In 2023 alone, it jumped from three to 18 brands. Fast-forward to today, it has more than 25, including Hosting.com, hosts 3 million websites across 40 locations, and more than 800 employees.

Simple graphic timeline of A2 Hosting, WHG, and Hosting.com
A timeline of A2’s, WHG’s, and Hosting.com’s relationship.

But the brand most people are likely familiar with is WebPros, which owns cPanel, Plesk and WHMCS. We actually spoke with a WebPros field specialist, A’Teja Mullins, at CloudFest Miami, who described WebPros’ approach as very hands-on.

“We really keep our eyes and ears open to what our customers are asking for,” she said in our discussion (partly below). “A lot of us also use the products ourselves, so we can give the kind of firsthand feedback customers appreciate. It helps us connect — we don’t just sell the product, we use it.”


But unlike many traditional private-equity investors in hosting, WHG is made up of people with actual hosting backgrounds.

“We have an SRE and DevOps team now. We doubled engineering. Support is bigger than ever. It’s the strongest system I’ve ever had in my career,” he said. “These investors actually understand hosting. We’re not being run off a spreadsheet.”

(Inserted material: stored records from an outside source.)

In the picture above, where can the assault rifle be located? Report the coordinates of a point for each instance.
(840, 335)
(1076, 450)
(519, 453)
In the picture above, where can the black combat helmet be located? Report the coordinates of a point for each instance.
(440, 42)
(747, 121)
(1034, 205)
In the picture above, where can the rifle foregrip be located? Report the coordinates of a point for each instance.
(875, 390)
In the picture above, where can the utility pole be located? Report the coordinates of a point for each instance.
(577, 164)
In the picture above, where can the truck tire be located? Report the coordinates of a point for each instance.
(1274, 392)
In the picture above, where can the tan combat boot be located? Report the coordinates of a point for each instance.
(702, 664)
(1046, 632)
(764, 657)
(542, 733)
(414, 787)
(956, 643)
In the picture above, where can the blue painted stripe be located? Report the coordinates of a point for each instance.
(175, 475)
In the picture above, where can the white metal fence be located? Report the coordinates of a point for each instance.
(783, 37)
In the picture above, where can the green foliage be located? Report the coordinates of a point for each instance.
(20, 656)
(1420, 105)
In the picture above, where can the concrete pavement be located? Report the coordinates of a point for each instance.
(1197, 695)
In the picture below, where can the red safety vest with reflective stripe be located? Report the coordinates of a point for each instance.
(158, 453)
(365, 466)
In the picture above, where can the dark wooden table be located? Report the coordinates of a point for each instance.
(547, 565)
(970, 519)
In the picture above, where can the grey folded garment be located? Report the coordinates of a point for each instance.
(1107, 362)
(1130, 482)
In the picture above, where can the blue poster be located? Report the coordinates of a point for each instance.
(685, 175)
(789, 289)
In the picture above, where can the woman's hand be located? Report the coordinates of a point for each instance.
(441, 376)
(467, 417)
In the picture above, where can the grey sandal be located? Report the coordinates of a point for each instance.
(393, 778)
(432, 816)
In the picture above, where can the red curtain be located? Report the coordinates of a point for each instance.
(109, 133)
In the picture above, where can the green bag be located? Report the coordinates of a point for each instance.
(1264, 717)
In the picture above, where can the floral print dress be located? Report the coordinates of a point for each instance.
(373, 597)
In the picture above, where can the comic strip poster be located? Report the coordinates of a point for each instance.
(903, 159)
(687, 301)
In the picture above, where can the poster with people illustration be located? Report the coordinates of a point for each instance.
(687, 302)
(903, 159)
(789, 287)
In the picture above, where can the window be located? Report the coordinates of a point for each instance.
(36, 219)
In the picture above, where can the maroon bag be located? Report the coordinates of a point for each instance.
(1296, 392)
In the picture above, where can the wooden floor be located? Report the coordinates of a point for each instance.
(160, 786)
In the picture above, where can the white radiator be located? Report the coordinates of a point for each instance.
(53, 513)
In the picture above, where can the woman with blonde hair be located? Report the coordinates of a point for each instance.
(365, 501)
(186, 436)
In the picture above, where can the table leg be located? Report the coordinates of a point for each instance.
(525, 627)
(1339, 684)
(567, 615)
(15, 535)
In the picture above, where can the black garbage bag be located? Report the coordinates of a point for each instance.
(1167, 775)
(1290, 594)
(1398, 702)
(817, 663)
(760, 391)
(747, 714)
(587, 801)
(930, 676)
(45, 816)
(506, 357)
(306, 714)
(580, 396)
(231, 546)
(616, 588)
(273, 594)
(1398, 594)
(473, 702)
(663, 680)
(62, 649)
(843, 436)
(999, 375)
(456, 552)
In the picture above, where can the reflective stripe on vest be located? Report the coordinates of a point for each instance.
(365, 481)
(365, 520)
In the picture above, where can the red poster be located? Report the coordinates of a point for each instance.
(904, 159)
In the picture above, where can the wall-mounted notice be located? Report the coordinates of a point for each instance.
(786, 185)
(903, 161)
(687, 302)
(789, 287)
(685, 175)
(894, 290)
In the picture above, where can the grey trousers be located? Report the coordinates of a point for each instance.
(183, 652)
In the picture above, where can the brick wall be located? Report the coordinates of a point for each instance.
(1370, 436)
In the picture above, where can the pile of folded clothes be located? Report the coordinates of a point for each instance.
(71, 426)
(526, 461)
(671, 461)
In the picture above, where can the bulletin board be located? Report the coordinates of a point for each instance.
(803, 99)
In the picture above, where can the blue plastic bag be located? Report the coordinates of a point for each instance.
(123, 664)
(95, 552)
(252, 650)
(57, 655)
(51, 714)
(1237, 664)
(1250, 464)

Gabler still answers emails. He’s still involved in the day-to-day. He still plans to stay up with top customers on Black Friday.

“I made some real promises to our customers,” he said, name-dropping natashaskitchen.com and wellplated.com, continuing, “I always said, if one day — even ten or fifteen years down the line — you ever need anything for your website, I’ve got you covered. I intend to fulfill that promise as long as I live. I’m not going anywhere; I’m more energized than ever.”